Pépite intemporelle n°101 : Basket case (1994) de Green Day

91YyfXFsTtL._SL1425_Le son idéal pour ce week-end de trois jours c’est bien évidemment Chaise longue de Wet Leg, dont le copain Sylphe a parlé dans sa review de l’album (à relire par ici). Toutefois, s’il vous faut un peu plus qu’une langoureuse session de jambes mouillées sur chaise longue, voici un autre son qui invite à se vider cette fois la tête. Basket case est possiblement le single le plus connu de Green Day, groupe de punk rock américan formé en 1987 sous le nom de Sweet Children autour de son chanteur Billie Joe Armstrong. Devenu Green Day dès 1989, le trio guitare-basse-batterie sort deux albums en 1990 et 1992 sur le label indépendant Lookout! Records, avant de rejoindre Reprise, un label musical appartenant à Warner. Certains fans crieront à la trahison. Peu nous importe, vu les bons albums à suivre. A commencer par Dookie en 1994, qui contient les singles Longview, When I come around, et notre Basket case du jour.

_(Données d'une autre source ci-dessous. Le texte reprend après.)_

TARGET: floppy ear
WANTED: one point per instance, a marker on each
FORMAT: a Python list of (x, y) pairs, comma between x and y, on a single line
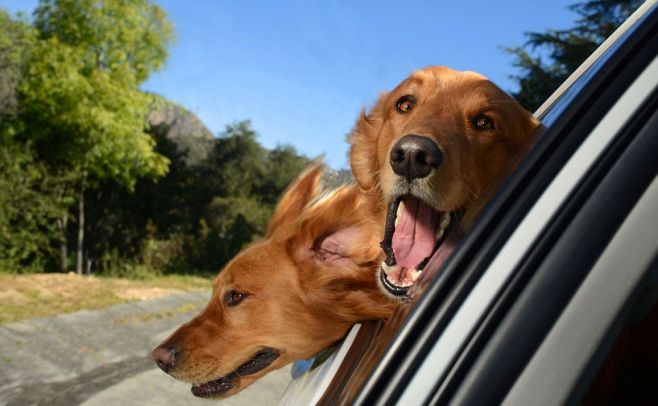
[(296, 197), (334, 231), (363, 150)]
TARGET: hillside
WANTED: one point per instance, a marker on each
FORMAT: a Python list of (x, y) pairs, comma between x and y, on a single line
[(185, 128)]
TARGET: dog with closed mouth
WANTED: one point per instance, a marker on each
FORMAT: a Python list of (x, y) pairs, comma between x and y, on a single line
[(284, 298), (427, 151)]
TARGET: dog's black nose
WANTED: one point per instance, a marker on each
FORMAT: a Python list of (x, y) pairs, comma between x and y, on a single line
[(165, 357), (414, 157)]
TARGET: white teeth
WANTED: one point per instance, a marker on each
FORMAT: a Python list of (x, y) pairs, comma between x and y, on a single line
[(443, 225), (399, 211), (388, 269)]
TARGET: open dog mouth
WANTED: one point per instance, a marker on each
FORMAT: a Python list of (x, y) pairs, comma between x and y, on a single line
[(261, 360), (414, 231)]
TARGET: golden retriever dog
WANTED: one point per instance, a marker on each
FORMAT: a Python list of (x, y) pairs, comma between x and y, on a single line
[(427, 151), (285, 298)]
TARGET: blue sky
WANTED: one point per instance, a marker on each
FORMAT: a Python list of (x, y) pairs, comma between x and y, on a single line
[(302, 70)]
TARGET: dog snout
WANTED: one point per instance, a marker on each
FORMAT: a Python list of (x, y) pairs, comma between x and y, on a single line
[(165, 357), (415, 156)]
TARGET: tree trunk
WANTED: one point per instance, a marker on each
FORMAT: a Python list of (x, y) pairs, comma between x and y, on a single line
[(79, 265), (63, 246)]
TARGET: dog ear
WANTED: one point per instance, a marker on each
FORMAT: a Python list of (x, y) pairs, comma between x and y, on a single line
[(335, 232), (296, 197), (363, 150)]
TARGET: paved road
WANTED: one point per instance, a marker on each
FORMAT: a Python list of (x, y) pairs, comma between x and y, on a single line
[(102, 357)]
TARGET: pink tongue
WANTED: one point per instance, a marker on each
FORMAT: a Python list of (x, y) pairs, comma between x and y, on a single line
[(415, 234)]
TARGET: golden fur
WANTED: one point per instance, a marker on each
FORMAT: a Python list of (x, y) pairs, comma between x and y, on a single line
[(306, 283), (447, 103)]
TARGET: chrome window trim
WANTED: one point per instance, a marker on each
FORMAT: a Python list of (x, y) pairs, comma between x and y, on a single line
[(575, 337), (595, 56)]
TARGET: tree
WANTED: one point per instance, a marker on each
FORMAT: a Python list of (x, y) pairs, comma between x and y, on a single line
[(557, 53), (83, 110), (16, 40)]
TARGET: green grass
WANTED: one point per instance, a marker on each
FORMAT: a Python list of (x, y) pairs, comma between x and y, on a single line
[(34, 295)]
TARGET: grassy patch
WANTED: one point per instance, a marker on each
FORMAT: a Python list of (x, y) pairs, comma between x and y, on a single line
[(33, 295)]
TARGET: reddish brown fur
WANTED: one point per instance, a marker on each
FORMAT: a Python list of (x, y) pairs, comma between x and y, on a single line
[(447, 103), (298, 302)]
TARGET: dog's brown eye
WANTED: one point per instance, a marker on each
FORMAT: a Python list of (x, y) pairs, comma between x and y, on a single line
[(233, 297), (406, 104), (483, 123)]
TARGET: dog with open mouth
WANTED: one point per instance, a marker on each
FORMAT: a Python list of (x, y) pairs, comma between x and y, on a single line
[(427, 151), (285, 298)]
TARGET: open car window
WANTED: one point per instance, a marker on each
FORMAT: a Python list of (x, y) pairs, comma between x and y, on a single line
[(393, 349)]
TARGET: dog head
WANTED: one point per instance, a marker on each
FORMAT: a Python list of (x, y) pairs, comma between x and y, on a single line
[(429, 149), (285, 298)]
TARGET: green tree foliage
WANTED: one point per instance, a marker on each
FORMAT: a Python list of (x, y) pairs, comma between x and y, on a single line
[(29, 208), (553, 55), (204, 212), (73, 129), (82, 109), (16, 40)]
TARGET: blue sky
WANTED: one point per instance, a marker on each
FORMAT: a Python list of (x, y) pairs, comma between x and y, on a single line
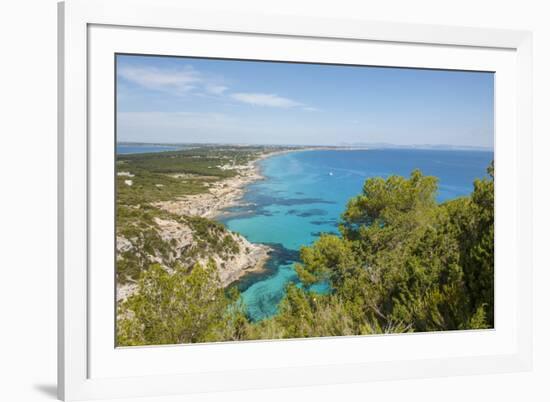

Que raconte Basket case ? Les problèmes d’attaques de panique dont souffre alors le chanteur. Et dont souffrent bon nombre de personnes et d’adolescents. Plutôt que d’en faire un titre dépressif et de tomber dans le pathos, Billie Joe Armstrong pond une chanson de trois minutes de pure énergie, de bordel musical qui reflète le bordel sous le crâne. Il y raconte les médecins rencontrés, les diagnostics foireux, et aussi les auto-interrogations : « Sometimes I give myself the creeps / Sometimes my mind plays tricks on me / It all keeps adding up / I think I’m craking up / Am I just paranoid / Or am I just stoned ? » Ça vous parle ? Moi aussi. Ça me renvoie aussi à quelques poignées d’années en arrière, où on écoutait Green Day et des groupes jumeaux tels que The Offspring, insouciants et pourtant soucieux, en sirotant une bière les pieds glissés dans nos Docs. On glandait, entre un Nirvana et un Pearl Jam, avant de se lever pour danser comme des cons sur Basket case, parfois en renversant ladite bière sur une fille qui nous disait « C’est pas grave, t’inquiète, t’es pardonné si tu m’en roules une ». Une clope le plus souvent, mais parfois plus si affinités.

Basket case c’est tout ça à la fois, et bien plus, avec en appui un clip total barré très 90’s comme on n’en fait plus. L’insouciance tout autant que les tourments de l’adolescence concentrés en trois minutes de feu qui ne cherchent rien d’autre que l’efficacité. Suis-je nostalgique ? Non, sauf peut-être de l’insouciance de l’époque. Ai-je évolué ? Oui nécessairement, et non incontestablement. Est-ce un samedi #regressivemood ? Assurément, puisqu’après avoir publié ces lignes, je vais me remettre sur un vieux Zelda que je n’interromprai que pour avaler en vitesse une pizza ou un grand bol de céréales.